On savait que le Suisse n'allait plus jamais dominer comme avant, lorsque les adversaires tombaient comme des mouches, parfois même avant d'entrer sur le terrain. On savait qu'il aurait du mal à dépasser les vingt titres du Grand Chelem - le compteur reste bloqué à dix-sept - et que ça deviendrait chaque jour un peu plus dur, sur tous les courts.

Mais mercredi l'irrémédiable déclin de celui qu'on considère presque partout comme le meilleur joueur de tous les temps a franchi une étape supplémentaire avec cet échec contre un adversaire, l'Ukrainien Sergey Stakhovsky, 116e mondial, et à un stade, un deuxième tour, terriblement banals.

Le pire c'est que sa magnifique série de 36 quarts de finale de suite en Grand Chelem, peut-être le plus fort de tous ses records, a été enterré sans grandes pompes dans son jardin de Wimbledon, là où il s'est imposé à sept reprises et où il a commencé à forger sa légende il y a dix ans.

Alors que Novak Djokovic et Andy Murray ont pris leurs distances sur dur, la surface des Internationaux d'Australie et des Internationaux des États-Unis, et que Roland-Garros semble définitivement un défi trop élevé, Wimbledon était le dernier sanctuaire, le seul endroit où on pouvait encore ranger le Suisse parmi les grands favoris.

« De plus en plus dur »

Que ce sanctuaire soit aujourd'hui violé éclaire d'un jour nouveau les signes d'un déclin irréversible. Depuis le début de l'année, Federer a perdu cinq de ses six rencontres face à un autre joueur du top-10. Il n'a gagné qu'un seul titre, mineur, à Halle il y a dix jours. Ça faisait douze ans, qu'il n'avait plus dû attendre aussi longtemps pour ouvrir son compteur dans une saison.

« J'ai l'habitude de rebondir plutôt bien », a-t-il dit mercredi. Sa victoire l'an dernier à Wimbledon, deux ans et demi après son dernier titre majeur aux Internationaux d'Australie en 2010 en avait apporté la confirmation.

Mais à bientôt 32 ans, le 10 août, le défi devient colossal pour ce père comblé de deux jumelles. D'autant que ses adversaires ne font plus de complexe et la victoire de Stakhovsky, tout de même impressionné, va finir par convaincre le ban et l'arrière ban du circuit que le roi est désormais nu.
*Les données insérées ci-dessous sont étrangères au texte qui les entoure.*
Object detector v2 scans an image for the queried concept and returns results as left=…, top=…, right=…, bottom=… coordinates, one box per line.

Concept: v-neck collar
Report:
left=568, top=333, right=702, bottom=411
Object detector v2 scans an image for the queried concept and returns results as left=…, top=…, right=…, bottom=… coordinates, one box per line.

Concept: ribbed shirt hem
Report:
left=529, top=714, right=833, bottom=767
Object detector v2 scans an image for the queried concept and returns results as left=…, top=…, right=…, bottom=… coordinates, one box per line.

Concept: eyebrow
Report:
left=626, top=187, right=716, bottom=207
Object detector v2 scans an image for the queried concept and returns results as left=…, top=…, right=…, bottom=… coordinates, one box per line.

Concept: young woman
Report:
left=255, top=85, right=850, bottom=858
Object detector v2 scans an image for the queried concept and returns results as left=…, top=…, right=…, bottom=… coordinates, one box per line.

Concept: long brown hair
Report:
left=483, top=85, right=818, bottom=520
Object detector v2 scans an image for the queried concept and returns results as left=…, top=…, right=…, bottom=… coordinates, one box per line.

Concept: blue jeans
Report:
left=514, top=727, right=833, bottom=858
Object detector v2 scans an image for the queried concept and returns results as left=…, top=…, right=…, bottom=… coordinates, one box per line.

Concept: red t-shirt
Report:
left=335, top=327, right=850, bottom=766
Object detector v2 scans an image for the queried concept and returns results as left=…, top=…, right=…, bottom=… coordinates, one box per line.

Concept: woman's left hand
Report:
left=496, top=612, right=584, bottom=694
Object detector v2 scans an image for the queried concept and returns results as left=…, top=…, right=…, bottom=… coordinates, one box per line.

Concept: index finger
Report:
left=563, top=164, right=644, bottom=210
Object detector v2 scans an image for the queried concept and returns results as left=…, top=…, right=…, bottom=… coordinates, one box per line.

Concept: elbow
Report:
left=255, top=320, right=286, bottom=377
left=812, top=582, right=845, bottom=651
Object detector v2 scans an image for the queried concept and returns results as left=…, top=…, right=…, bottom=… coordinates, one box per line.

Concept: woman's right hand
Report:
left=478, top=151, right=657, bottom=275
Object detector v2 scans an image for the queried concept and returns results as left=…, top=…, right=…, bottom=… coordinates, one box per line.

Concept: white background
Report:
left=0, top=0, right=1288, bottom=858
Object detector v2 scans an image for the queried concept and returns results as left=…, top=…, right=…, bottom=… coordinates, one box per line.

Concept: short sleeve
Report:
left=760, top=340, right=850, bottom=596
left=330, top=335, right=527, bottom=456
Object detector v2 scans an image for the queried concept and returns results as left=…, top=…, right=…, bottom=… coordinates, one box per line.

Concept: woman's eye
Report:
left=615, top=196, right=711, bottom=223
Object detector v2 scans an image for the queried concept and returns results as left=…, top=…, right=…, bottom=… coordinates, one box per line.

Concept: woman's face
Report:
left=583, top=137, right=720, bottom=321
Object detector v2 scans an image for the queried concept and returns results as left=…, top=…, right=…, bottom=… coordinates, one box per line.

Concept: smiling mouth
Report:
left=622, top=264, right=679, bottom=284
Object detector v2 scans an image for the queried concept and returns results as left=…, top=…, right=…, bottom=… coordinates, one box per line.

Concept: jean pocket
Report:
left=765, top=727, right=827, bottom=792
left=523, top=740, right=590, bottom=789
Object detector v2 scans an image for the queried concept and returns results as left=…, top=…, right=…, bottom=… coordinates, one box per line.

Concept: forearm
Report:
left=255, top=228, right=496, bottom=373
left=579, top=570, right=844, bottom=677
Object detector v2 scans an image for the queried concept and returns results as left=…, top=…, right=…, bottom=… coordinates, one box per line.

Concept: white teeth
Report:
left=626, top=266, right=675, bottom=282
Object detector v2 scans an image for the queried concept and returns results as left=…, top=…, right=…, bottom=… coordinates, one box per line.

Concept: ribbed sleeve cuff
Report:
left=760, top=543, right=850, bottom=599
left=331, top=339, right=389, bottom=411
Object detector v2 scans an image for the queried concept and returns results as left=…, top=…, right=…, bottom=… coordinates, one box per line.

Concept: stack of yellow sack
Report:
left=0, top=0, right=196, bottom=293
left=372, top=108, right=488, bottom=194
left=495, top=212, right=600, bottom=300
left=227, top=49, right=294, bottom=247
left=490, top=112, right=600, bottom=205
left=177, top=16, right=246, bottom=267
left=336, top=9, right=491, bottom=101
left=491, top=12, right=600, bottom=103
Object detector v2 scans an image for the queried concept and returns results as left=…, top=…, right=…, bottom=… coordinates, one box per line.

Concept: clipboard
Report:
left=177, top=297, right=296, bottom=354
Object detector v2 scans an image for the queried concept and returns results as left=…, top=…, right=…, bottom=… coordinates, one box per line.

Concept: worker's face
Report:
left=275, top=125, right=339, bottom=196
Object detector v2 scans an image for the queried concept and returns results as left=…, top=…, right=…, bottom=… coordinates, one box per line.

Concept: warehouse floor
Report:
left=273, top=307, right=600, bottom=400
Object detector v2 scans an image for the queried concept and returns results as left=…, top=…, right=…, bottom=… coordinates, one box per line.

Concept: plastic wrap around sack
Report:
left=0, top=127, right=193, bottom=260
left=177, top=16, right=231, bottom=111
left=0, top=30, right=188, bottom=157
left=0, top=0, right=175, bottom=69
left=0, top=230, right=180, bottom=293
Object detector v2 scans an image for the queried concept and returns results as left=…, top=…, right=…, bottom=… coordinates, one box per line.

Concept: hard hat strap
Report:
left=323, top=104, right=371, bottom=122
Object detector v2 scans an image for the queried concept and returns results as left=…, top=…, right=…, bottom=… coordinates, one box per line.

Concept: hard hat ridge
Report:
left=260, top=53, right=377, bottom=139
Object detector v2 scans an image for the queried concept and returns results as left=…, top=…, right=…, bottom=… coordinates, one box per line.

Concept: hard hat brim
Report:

« Pour Roger, ça va être de plus en plus dur. Lorsqu'on vieillit on récupère plus difficilement. Gagner un Grand Chelem nécessite sept victoires au meilleur des cinq manches. Wimbledon reste sa meilleure chance », estime l'ancien champion britannique Tim Henman, consultant à la BBC.

« La fin d'une époque »

« Pour moi c'est définitivement la fin d'une époque », estime même l'Allemand Boris Becker, triple vainqueur de Wimbledon, qui « espère », sans trop y croire, que Federer parviendra à remporter encore un Grand Chelem.

Pour l'encourager, Federer peut s'appuyer sur un exemple qui offre des analogies troublantes: celui de son ancienne idole Pete Sampras, également septuple vainqueur de Wimbledon, qui, en 2002, après avoir lui aussi été éliminé au deuxième tour à Londres par un inconnu (George Bastl, 145e mondial) s'est mobilisé une dernière fois, à l'âge de 31 ans, pour remporter son ultime titre du Grand Chelem trois mois plus tard à Flushing Meadows.

Un tel destin est sans doute le maximum dont peut rêver Federer désormais, lui qui lorgnait encore vers la place de no 1 mondial au printemps.

« Je compte encore jouer de nombreuses années », a-t-il ajouté mercredi, maintenant son objectif d'aller au moins jusqu'aux JO de Rio en 2016.

Reste à voir s'il acceptera longtemps de reculer au classement alors qu'il s'apprête à sortir du top-4 mondial pour la première fois en dix ans.